16 environment variables are supported, covering storage (AMEM_DATA_DIR), TypeDB connection (TYPEDB_HOST, TYPEDB_PORT, TYPEDB_DATABASE, TYPEDB_USERNAME, TYPEDB_PASSWORD), backend selection (ZETTELFORGE_BACKEND), embedding provider (ZETTELFORGE_EMBEDDING_PROVIDER, AMEM_EMBEDDING_URL, AMEM_EMBEDDING_MODEL), LLM provider (ZETTELFORGE_LLM_PROVIDER, ZETTELFORGE_LLM_MODEL, ZETTELFORGE_LLM_URL), and OpenCTI integration (OPENCTI_URL, OPENCTI_TOKEN, OPENCTI_SYNC_INTERVAL).

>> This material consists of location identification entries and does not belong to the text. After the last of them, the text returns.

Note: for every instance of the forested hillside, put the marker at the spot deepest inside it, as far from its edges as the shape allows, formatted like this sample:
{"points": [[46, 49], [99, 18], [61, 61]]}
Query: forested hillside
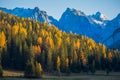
{"points": [[37, 47]]}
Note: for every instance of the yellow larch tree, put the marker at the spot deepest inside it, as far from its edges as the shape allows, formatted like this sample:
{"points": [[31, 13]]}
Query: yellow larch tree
{"points": [[2, 40]]}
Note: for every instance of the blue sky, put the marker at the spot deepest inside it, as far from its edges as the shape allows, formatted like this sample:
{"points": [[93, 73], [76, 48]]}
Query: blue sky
{"points": [[55, 8]]}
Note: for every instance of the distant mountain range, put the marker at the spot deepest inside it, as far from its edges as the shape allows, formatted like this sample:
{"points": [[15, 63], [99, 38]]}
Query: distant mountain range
{"points": [[96, 26]]}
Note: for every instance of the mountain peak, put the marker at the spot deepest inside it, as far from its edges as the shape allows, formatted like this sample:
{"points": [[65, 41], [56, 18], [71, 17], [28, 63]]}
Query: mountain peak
{"points": [[74, 11], [99, 16], [36, 9]]}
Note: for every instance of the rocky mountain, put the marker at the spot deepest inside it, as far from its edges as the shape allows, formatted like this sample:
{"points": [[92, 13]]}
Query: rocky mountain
{"points": [[34, 14], [78, 22], [111, 33]]}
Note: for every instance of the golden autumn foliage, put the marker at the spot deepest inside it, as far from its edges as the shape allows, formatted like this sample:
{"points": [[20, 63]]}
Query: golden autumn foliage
{"points": [[37, 49], [34, 41], [77, 44], [15, 29], [2, 40], [49, 42], [23, 31], [39, 40]]}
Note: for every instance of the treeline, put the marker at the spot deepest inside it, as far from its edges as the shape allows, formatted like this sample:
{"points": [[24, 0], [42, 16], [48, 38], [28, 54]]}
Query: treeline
{"points": [[37, 47]]}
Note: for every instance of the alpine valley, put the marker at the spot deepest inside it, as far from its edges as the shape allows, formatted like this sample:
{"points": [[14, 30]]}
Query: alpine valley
{"points": [[96, 26]]}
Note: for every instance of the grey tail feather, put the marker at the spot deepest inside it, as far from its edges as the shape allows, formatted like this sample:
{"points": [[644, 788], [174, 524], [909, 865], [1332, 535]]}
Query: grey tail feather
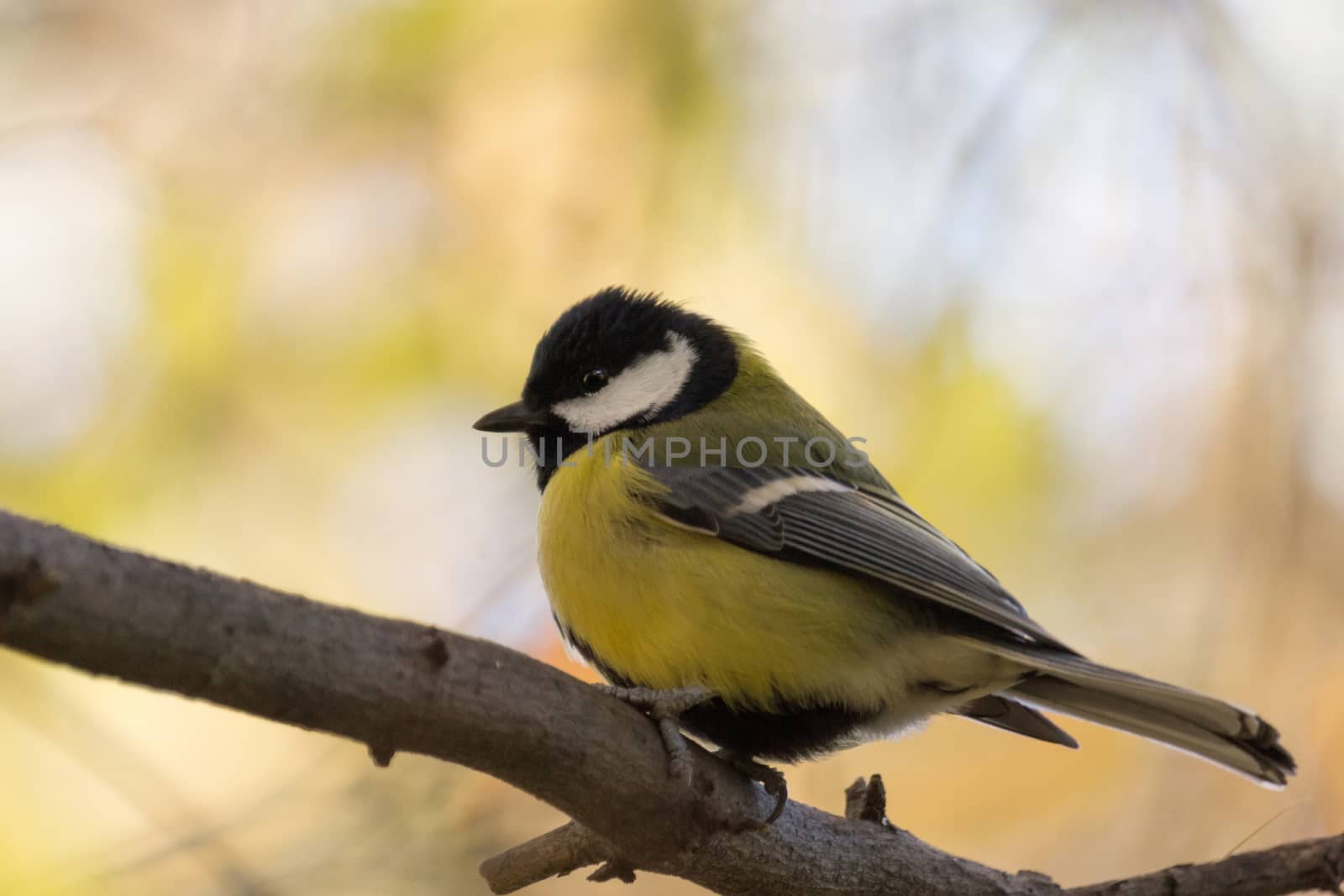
{"points": [[1010, 715], [1216, 731]]}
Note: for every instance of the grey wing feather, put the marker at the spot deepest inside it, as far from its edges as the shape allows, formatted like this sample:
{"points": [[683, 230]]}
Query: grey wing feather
{"points": [[797, 512], [1010, 715]]}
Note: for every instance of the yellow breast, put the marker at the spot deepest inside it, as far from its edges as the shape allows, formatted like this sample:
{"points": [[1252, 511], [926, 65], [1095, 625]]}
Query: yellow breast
{"points": [[669, 607]]}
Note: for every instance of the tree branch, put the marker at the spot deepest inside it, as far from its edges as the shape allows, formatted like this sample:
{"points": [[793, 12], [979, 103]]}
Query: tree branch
{"points": [[403, 687]]}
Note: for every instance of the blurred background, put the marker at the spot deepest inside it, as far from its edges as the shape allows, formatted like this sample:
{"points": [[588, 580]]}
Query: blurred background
{"points": [[1073, 269]]}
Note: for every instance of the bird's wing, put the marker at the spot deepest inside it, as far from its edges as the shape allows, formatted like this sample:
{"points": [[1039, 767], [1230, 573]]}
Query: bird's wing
{"points": [[806, 516]]}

12 config sections exist: storage (data directory), typedb (connection parameters), backend (typedb or jsonl), embedding (vector model and server), llm (language model for extraction/synthesis), extraction (two-phase pipeline settings), retrieval (vector search tuning), synthesis (RAG output control), governance (validation toggle), cache (TypeDB query cache), logging (verbosity control), and opencti (Enterprise only — OpenCTI platform URL, token, and sync interval).
Key defaults: Data stored in ~/.amem. TypeDB on localhost:1729. Embedding via fastembed in-process with nomic-embed-text-v1.5-Q (768 dims, ONNX). LLM via llama-cpp-python in-process with Qwen2.5-3B-Instruct-Q4_K_M.gguf at temperature 0.1. Models download automatically on first use. Extraction produces up to 5 facts with importance >= 3. Retrieval returns 10 results with 0.25 similarity threshold and 2.5x entity boost. Synthesis uses direct_answer format with A+B tier notes and 3000 token context. Cache TTL is 300 seconds with 1024 max entries. Logging at INFO level.
For air-gapped deployments: Set backend: jsonl to avoid the TypeDB dependency entirely. With the default fastembed and local providers, the JSONL backend stores the knowledge graph as local files with no external services required at all. Pre-download models before going offline.